Councillors have highlighted the impact that closing care homes to visitors can have on residents and their families.

Visiting has been restricted throughout the pandemic in a bid to protect residents from the spread of Covid-19.

But on Friday (October 9) a number of Hertfordshire county councillors asked if measures could be taken to allow more visits.

At the meeting of the overview and scrutiny committee, Liberal Democrat councillor Sandy Walkington said residents were “increasingly anxious” when they were not able to visit relatives with dementia in care homes.

He stressed the particular importance of familiar contact for dementia patients.
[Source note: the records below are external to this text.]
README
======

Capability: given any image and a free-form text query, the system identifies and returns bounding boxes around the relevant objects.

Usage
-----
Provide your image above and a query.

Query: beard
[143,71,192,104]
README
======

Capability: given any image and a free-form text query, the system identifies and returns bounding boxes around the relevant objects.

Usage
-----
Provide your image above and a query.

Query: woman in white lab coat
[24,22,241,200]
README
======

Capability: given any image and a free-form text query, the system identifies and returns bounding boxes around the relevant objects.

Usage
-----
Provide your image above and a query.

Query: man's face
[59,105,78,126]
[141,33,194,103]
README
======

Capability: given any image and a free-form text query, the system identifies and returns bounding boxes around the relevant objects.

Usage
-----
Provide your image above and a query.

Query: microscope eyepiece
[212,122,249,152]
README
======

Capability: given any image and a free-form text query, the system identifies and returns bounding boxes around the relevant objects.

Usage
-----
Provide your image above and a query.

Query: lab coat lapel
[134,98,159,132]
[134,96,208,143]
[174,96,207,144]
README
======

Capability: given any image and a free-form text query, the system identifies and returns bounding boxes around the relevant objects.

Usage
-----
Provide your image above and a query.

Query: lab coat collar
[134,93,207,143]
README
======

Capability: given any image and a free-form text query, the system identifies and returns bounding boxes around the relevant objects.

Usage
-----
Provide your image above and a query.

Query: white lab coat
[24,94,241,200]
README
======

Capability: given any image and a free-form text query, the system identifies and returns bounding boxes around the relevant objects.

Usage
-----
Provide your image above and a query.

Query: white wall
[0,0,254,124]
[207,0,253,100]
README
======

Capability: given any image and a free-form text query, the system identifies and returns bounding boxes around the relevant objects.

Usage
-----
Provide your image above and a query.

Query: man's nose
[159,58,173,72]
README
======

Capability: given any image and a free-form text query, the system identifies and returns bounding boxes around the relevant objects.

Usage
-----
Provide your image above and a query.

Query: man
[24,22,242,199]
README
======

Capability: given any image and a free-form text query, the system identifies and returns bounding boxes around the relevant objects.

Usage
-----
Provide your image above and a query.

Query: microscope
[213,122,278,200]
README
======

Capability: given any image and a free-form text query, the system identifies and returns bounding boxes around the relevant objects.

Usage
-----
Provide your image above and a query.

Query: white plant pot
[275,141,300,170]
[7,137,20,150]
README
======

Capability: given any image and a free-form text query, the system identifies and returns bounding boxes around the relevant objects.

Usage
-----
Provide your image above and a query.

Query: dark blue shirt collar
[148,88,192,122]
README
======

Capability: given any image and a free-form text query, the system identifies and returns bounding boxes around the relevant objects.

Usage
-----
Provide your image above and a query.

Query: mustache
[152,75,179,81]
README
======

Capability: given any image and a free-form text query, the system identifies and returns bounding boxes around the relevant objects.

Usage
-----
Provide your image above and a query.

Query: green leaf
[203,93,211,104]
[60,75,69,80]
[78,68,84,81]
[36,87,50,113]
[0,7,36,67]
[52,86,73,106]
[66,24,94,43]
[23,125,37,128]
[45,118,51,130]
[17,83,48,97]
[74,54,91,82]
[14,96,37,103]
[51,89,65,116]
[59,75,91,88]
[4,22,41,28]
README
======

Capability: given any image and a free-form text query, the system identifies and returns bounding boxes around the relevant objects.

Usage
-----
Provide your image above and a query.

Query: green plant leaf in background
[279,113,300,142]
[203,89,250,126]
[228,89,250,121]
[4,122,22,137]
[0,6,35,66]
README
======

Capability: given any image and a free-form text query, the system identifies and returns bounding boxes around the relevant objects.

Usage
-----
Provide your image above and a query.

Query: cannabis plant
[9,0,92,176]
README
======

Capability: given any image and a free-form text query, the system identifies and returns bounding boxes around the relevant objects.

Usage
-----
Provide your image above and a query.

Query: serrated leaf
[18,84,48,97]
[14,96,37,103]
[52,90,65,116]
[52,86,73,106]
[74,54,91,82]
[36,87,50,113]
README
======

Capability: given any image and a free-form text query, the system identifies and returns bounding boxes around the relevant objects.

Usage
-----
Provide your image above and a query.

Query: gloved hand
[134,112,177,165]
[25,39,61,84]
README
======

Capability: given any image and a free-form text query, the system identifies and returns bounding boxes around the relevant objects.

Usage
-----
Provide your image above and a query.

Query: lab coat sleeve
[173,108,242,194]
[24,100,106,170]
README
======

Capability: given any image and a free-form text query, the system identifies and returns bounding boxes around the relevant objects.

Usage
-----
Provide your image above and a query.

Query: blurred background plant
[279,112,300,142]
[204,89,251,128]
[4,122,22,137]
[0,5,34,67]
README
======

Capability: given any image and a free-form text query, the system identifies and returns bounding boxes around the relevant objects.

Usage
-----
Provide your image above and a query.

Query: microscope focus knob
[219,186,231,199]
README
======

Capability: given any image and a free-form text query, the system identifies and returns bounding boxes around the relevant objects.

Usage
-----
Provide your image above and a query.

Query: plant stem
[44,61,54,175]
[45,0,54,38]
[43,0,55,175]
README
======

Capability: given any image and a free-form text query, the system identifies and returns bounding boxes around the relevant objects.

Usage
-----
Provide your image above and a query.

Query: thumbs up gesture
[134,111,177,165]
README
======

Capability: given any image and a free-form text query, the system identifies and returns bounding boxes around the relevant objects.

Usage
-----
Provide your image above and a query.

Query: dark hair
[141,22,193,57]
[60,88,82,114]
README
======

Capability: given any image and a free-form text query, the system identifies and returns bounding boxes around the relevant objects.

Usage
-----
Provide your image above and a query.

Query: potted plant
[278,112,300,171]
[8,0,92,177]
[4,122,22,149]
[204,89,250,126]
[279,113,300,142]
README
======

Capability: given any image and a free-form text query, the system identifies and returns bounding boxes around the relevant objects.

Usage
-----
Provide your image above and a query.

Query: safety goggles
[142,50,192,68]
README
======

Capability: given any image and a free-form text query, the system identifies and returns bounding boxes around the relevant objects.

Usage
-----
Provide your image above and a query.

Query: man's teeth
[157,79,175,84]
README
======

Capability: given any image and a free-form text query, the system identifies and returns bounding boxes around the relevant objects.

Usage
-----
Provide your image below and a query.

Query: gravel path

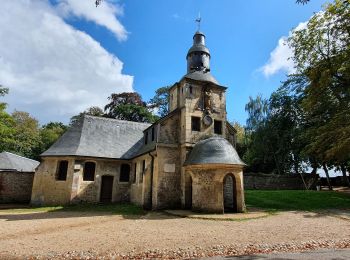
[0,210,349,259]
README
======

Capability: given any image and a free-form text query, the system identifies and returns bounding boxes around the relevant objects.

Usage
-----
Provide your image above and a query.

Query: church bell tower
[167,30,232,146]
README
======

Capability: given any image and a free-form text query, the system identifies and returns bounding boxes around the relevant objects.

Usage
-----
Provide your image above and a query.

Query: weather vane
[195,13,201,31]
[95,0,102,7]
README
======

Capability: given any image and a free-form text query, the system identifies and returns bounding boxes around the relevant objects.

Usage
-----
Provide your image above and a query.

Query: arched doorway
[223,174,236,212]
[185,174,192,209]
[100,176,114,203]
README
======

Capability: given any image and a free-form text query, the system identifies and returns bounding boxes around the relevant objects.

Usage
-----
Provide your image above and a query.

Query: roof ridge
[1,151,39,163]
[83,115,152,126]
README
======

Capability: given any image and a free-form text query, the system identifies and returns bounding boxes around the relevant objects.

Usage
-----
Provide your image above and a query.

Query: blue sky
[0,0,328,125]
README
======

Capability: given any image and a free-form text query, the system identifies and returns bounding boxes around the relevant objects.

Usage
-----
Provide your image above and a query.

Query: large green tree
[33,122,68,159]
[288,0,350,187]
[105,92,158,123]
[10,111,41,159]
[0,86,17,153]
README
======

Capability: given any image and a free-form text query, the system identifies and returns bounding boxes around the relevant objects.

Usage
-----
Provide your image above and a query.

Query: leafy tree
[232,122,248,160]
[149,86,170,117]
[243,87,309,175]
[0,85,8,98]
[105,92,158,123]
[70,106,104,126]
[109,104,158,123]
[0,86,17,153]
[33,122,68,159]
[288,0,350,187]
[243,95,275,173]
[244,94,268,132]
[10,111,40,159]
[104,92,145,115]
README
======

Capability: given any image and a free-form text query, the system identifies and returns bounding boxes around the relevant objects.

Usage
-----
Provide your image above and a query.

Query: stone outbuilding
[31,30,246,213]
[0,152,39,203]
[184,137,245,213]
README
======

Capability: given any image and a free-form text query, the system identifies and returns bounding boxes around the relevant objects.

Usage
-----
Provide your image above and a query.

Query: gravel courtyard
[0,209,349,259]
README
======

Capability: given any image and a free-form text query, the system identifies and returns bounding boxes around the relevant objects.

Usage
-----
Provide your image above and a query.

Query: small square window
[191,116,200,131]
[214,120,222,135]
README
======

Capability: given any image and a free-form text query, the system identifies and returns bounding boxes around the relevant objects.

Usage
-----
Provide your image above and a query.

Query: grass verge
[245,190,350,211]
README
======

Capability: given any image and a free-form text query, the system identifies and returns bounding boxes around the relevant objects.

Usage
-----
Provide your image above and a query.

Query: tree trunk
[273,153,282,175]
[299,171,309,190]
[340,165,350,187]
[322,163,333,191]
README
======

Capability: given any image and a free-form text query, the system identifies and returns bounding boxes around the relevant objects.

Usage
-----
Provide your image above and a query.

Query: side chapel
[31,31,246,213]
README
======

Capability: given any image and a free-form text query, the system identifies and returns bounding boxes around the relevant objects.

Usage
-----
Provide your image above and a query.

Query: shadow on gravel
[0,203,161,221]
[0,203,186,222]
[301,209,350,220]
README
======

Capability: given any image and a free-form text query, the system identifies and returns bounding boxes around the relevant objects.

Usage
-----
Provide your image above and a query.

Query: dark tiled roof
[41,115,151,159]
[184,137,245,166]
[183,70,219,85]
[0,152,39,172]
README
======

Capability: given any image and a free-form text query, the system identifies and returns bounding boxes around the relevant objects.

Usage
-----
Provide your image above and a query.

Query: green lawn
[0,203,145,215]
[245,190,350,211]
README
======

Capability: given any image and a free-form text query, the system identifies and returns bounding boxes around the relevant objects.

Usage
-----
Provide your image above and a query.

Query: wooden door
[100,176,114,203]
[223,174,237,212]
[185,174,192,209]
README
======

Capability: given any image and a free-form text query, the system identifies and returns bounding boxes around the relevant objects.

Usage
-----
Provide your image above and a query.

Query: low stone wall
[0,171,34,203]
[244,172,318,190]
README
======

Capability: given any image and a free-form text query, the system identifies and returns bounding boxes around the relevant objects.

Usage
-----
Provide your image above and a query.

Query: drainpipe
[148,152,155,210]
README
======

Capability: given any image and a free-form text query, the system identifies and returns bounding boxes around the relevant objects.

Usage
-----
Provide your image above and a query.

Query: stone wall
[31,157,74,205]
[185,165,245,213]
[0,171,34,203]
[153,145,182,209]
[31,157,133,205]
[130,153,152,207]
[244,172,318,190]
[158,112,179,144]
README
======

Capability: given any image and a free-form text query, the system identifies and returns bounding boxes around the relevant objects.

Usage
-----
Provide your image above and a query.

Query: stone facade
[31,30,246,213]
[0,171,34,203]
[184,165,244,213]
[31,157,132,205]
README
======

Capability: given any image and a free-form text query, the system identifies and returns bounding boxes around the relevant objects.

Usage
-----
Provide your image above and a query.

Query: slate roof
[41,115,152,159]
[0,152,39,172]
[187,44,210,57]
[183,70,220,85]
[184,137,245,166]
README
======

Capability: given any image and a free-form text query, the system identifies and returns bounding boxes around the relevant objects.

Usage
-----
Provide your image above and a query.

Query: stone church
[31,31,245,213]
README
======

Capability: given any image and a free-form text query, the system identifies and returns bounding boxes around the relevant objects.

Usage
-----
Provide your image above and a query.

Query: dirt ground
[0,210,349,259]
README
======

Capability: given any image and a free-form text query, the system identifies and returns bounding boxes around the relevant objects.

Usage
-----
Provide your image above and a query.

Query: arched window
[83,162,96,181]
[120,164,130,182]
[56,160,68,181]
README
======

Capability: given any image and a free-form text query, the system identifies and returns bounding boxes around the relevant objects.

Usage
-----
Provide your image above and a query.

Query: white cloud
[0,0,133,124]
[261,22,307,77]
[56,0,128,41]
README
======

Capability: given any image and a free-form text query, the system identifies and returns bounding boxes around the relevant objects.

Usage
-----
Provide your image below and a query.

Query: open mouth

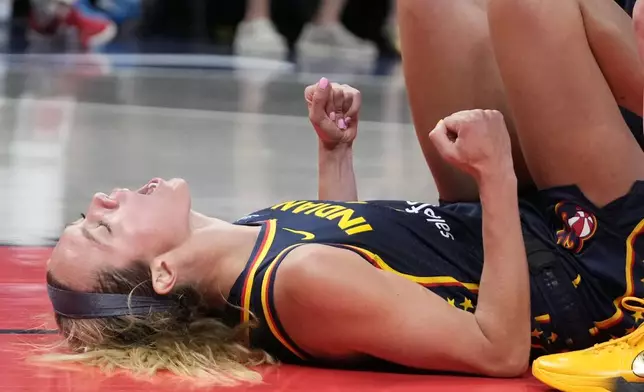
[137,178,161,195]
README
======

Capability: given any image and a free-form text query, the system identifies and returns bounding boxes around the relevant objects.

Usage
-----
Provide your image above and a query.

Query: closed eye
[98,220,112,234]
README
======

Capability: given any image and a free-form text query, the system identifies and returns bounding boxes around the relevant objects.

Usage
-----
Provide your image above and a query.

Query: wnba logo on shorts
[555,202,598,253]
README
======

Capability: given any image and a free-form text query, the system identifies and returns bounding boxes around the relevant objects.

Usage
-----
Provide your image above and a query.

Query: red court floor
[0,246,549,392]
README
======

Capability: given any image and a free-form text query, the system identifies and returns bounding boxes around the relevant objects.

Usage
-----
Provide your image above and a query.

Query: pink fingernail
[319,77,329,90]
[338,118,347,130]
[329,112,336,121]
[345,117,352,126]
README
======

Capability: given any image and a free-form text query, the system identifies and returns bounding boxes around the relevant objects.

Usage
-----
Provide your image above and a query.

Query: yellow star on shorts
[531,329,544,338]
[460,298,474,312]
[447,298,456,307]
[634,311,644,323]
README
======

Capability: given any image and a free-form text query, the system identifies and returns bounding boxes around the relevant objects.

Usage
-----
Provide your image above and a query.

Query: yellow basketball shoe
[532,297,644,392]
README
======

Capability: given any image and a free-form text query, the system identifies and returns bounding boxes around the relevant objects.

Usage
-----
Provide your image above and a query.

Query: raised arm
[305,78,361,201]
[275,109,530,376]
[430,109,531,368]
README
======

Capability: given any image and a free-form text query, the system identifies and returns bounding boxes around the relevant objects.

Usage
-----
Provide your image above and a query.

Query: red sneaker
[64,1,117,49]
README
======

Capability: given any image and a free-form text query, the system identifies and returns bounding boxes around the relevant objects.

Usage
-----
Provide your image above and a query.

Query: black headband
[47,285,178,319]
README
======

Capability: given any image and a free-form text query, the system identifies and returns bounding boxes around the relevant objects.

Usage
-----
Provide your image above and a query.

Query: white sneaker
[297,22,376,58]
[233,18,287,58]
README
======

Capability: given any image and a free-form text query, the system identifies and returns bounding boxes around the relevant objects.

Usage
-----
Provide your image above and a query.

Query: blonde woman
[45,0,644,385]
[47,79,529,385]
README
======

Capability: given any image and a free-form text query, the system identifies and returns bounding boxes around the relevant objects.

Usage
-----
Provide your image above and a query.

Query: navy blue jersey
[223,188,644,365]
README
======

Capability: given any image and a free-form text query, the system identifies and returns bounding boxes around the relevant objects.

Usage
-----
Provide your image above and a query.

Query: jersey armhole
[259,244,311,361]
[258,243,379,361]
[326,243,382,268]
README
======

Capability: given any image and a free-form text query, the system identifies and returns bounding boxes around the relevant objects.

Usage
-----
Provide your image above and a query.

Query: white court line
[115,67,406,88]
[0,53,406,87]
[0,53,295,72]
[1,97,414,132]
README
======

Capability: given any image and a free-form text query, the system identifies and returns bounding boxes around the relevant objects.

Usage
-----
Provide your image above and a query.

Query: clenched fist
[429,109,514,182]
[305,77,361,150]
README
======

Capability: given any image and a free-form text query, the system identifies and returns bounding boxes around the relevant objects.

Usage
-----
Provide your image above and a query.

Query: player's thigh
[488,0,644,207]
[398,0,531,202]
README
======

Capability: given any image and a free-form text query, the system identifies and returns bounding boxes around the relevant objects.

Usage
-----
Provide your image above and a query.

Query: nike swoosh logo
[632,351,644,377]
[282,228,315,240]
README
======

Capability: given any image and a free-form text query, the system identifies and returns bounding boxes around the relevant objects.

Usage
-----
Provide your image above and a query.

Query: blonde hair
[41,263,276,386]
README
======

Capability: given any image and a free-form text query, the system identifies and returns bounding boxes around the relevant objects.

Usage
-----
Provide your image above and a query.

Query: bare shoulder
[281,243,360,263]
[275,244,367,306]
[272,244,373,359]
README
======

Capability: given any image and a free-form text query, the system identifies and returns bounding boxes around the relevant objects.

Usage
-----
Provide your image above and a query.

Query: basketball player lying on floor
[44,0,644,385]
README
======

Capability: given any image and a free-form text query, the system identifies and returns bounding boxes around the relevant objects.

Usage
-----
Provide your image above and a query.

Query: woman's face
[48,178,193,291]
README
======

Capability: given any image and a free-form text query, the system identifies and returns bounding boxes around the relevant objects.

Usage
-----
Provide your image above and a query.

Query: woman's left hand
[305,77,361,150]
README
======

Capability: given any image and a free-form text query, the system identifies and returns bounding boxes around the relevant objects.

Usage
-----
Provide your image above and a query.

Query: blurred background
[0,0,639,247]
[11,0,400,61]
[0,0,424,247]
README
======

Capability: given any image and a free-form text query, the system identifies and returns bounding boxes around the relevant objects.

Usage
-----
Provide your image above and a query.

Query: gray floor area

And while he said he appreciated the need to stop Covid from re-establishing itself in care homes, he asked if there was a way to ‘square the circle’.

Conservative Ken Crofton highlighted his own brother, who was not being allowed to see his seriously-ill 62-year-old wife.

And he said: “It isn’t the right thing to do to let people die without family contact.”

Meanwhile Labour councillor Margaret Eames-Petersen asked if there was a way visitors could be classed as ‘key workers’, making them eligible for routine testing and PPE to make more visits possible.

Tom Hennessey, assistant director for health integration, told committee members that limits on visitors were imposed to restrict the virus from entering care homes

He acknowledged that some people – in the last stages of their lives or suffering from dementia – might not be able to understand why they can’t see their loved ones.

And he accepted that they may also be frightened by the sight of their carers wearing face masks.

He said there was “delicate balance” between seeing relatives and the safety of other residents – and he said advice was offered to care homes on a case by case basis.

This advice, he said, could depend on the facilities available at the care home – such as gardens – and the length of time since an outbreak at the home.

But ultimately, he said, it was up to the care home to determine whether or not to follow the advice of the county council.

He also highlighted the use of iPads to help relatives to stay in touch, although he accepted was never going to replace physical contact.

On the specific suggestion of treating individual visitors as ‘key workers’ interim director of adult social care Chris Badger said it would be difficult to take that decision locally.

And he pointed to the relatively narrow funnel of ‘lab capacity’ that was available – as well as the availability of PPE and training on how to put it on and take it off.

Currently, care homes must close to visitors if a resident has symptoms of Covid-19 – and can only re-open if a test for that resident is negative or if there are no new cases for 28 days.

And homes may also be asked to close where local intelligence suggests the prevalence of the virus has increased in the community or where there are local restrictions.

However advice from the county council stresses that otherwise family visits should be possible for a limited time, where they can be done in a safe way.

And it highlights a number of measures such as maintaining a two metre social distance, wearing face masks, hand-washing and the use of sanitizer

Where possible it says visits should take place in gardens or an outside space , with care homes also being asked to consider window visits or drive-through visits – and it suggests the use of bookable slots.

During the committee meeting Mr Badger said the county council was supporting care homes to the tune of up to £2 million a month – to meet the additional costs of staffing, PPE and other costs associated with the pandemic.

And he acknowledged the “profound” impact the pandemic had had on the care home sector.

Mr Hennessey said the care home sector had been right at the front line of the pandemic – and praised the work of staff to support the physical and emotional health of residents.